In the early 1990s, commercial paper became a popular source of short-term financing in our country. Commercial paper is an unsecured promissory note that a company issues to raise capital for a limited period of time, usually 90 to 364 days. It is distributed to other businesses, insurance companies, pension funds and banks by a single company. The sum raised by CP is usually rather substantial. Because the debt is completely unsecured, only companies with a solid credit rating can issue a CP. The Reserve Bank of India is responsible for its regulation.

Some advantages of a commercial paper are as follows:

  • A commercial paper is sold without any restrictions and is sold on an unsecured basis.

  • It has a high liquidity because it is a freely transferable instrument.
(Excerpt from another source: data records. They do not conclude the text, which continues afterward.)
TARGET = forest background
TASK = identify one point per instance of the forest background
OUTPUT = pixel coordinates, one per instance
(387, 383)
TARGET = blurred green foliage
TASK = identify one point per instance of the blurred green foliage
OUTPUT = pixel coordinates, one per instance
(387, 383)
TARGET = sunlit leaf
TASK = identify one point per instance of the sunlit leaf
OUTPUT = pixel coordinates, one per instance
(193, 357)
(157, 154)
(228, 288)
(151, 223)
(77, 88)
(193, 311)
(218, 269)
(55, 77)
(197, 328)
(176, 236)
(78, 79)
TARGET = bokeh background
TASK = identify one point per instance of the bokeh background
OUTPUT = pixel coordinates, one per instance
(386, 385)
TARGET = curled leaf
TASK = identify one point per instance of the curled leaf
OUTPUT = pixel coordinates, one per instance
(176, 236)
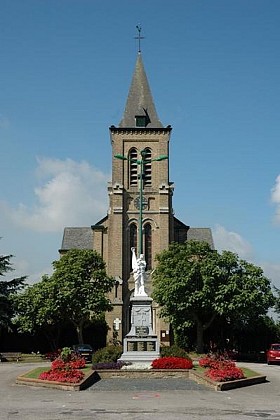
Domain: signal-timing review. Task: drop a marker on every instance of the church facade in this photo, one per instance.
(140, 195)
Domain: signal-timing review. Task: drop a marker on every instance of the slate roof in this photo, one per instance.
(140, 99)
(77, 238)
(201, 234)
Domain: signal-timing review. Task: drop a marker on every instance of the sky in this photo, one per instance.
(65, 71)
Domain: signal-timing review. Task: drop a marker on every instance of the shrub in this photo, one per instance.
(172, 363)
(224, 374)
(52, 355)
(66, 368)
(174, 351)
(107, 354)
(62, 375)
(219, 368)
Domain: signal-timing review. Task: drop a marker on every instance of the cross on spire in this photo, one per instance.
(139, 37)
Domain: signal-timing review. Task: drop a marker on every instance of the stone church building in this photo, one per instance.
(141, 143)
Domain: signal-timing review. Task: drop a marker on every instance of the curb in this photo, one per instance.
(85, 383)
(98, 375)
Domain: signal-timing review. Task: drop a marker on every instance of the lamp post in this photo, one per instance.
(141, 162)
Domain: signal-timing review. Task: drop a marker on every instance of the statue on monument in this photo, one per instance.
(139, 267)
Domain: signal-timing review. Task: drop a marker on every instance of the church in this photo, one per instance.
(140, 212)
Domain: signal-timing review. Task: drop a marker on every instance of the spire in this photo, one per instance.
(140, 110)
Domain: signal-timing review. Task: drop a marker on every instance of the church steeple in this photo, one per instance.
(140, 110)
  • In comparison to other sources, it delivers greater funds.

  • A commercial paper delivers a steady flow of cash. This is due to the fact that their maturity can be customised to meet the needs of the issuing corporation. In addition, maturing commercial paper can be repaid by the sale of new commercial paper.

  • Businesses can invest their spare cash in commercial paper and make a decent return on it.

Some limitations of commercial paper are as follows:

  • Commercial papers can only be used to raise funds by financially sound and highly rated companies. This strategy cannot be used by new or modestly rated businesses to raise financing.

  • The amount of money that can be generated through commercial paper is restricted by the amount of excess liquidity available with fund sources at any given time.

  • Commercial paper is a faceless form of borrowing. As a result, extending the maturity of commercial paper is not possible if a company is unable to redeem its paper due to financial difficulties.